Anping, Could you proide me DS controller logs when this happens?
Can I get access to the cluster where it is happening?
Meanwhile I am trying to reproduce in my local cluster.
I have been trying to reproduce this with some daemonsets (not fluentd) and unable to reproduce. However, my test cluster is pretty small (one master and one node) so not sure if that's playing any role here. I have taken following steps: 1. Deploy openshift 3.7 as one master and one node (I had to downgrade golang to 1.8.3 to compile 3.7). 2. Create 5 daemon sets. 3. Stop master and node. (please note pods stays in etcd store). 4. delete docker containers 5. Deploy origin latest (should be very close to 3.9) as one master and node with the same config and etcd storage used with 3.7. (I had to upgrade golang back to 1.9 to compile 3.9). 6. Noticed that all ds and its pods were started fine and new containers were created.

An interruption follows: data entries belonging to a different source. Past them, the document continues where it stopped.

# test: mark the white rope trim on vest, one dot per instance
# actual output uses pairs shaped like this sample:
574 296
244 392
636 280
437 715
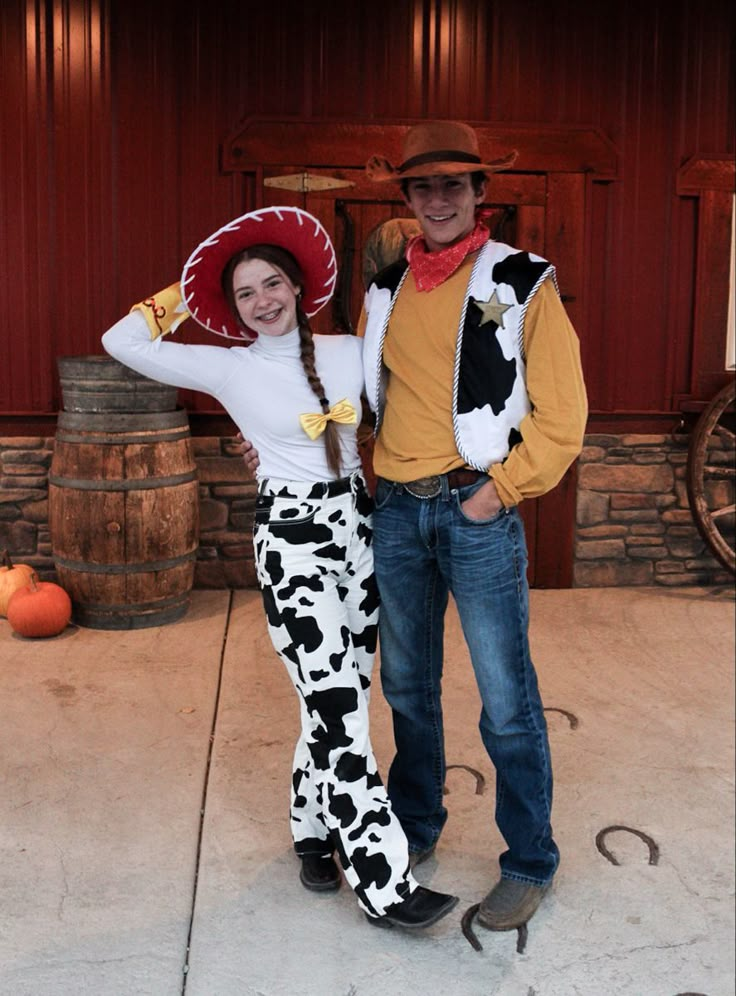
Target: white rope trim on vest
379 352
549 272
456 375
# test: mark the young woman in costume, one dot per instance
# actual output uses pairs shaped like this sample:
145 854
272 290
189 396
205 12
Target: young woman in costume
258 280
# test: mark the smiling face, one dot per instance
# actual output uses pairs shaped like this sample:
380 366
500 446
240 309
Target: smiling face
444 206
265 298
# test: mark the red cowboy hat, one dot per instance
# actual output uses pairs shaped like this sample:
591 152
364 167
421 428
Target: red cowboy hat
436 148
289 227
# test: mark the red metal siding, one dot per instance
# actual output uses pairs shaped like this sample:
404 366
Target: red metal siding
112 116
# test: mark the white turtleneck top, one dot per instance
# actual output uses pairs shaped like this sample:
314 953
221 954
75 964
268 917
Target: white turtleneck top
262 387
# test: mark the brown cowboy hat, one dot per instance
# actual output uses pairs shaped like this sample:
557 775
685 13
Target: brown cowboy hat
436 148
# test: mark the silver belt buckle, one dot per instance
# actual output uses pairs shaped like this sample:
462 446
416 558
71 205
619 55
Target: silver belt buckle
424 487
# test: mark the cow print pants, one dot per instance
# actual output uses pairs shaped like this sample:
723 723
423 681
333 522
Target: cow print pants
314 563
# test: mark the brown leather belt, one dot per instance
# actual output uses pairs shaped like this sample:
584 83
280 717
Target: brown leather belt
431 487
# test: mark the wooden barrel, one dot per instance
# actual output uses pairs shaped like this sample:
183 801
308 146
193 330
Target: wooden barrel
102 384
124 516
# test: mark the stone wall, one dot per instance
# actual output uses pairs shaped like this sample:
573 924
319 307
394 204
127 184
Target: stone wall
633 522
634 525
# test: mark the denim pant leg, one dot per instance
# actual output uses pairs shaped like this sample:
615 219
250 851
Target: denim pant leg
411 627
487 562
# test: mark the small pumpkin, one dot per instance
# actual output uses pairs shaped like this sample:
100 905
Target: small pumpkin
12 577
41 608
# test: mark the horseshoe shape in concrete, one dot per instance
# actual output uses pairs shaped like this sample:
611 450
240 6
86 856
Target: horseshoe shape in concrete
480 782
571 717
601 835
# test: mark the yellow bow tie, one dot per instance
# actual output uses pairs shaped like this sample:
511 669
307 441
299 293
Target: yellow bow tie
314 424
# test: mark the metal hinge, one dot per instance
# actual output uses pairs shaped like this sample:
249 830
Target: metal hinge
305 183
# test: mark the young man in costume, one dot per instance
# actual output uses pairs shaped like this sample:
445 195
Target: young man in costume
473 370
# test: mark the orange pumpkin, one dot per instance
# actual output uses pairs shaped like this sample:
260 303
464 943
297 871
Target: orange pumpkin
12 577
42 608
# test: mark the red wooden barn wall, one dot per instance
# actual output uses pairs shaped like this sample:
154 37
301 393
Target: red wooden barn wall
112 114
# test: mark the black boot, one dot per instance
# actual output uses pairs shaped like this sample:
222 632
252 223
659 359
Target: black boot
319 872
421 909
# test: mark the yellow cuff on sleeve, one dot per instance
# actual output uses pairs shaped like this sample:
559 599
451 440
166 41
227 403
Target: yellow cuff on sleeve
164 312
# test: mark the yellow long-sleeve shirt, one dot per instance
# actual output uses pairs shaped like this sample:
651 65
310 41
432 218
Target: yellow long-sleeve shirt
417 438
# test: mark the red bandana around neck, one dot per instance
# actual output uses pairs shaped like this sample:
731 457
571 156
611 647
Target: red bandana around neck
430 269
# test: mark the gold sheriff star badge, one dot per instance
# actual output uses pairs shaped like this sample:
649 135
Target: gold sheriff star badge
493 310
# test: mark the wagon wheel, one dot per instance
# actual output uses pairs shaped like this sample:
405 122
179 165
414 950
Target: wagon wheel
711 476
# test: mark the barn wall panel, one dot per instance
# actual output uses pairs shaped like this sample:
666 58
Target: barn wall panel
112 116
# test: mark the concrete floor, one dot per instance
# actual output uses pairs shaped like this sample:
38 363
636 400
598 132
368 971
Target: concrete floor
144 845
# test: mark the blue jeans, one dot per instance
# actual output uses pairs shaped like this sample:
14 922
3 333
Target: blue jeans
424 549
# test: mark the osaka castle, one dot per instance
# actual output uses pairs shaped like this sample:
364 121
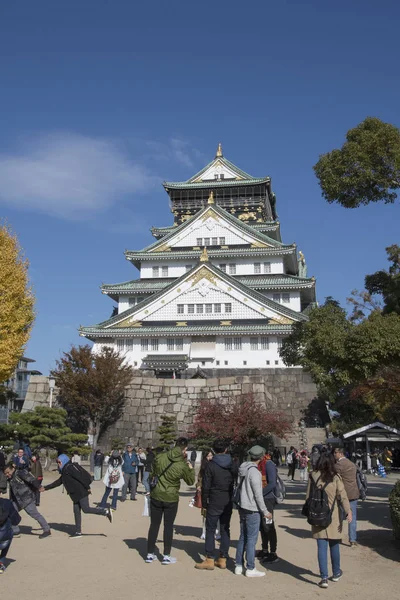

@seth, I will provide the Env when this happen. @Avesh, To quick reproduce, I think we can try the following steps which is similar with openshift-ansible 1. Deploy openshift v3.7. 2. Deploy logging v3.7 on openshift v3.7 3. Upgrade Openshift 3.1) oc adm drain $node --ignore-daemonsets=false 3.2) upgrade to v3.9 3.3) make node schedulable 4. Watch the ds pod status.
Time is up on 3.9 moving to 3.9.z while waiting for reproduction. Reapplying needinfo. Please clear it when the issue is reproduced and additional information is available.
No such issue in recently upgrade.
Please reopen if this happens again with: oc get ds <name> -o yaml oc get po -l <ds-label> -o yaml and node logs (if possible)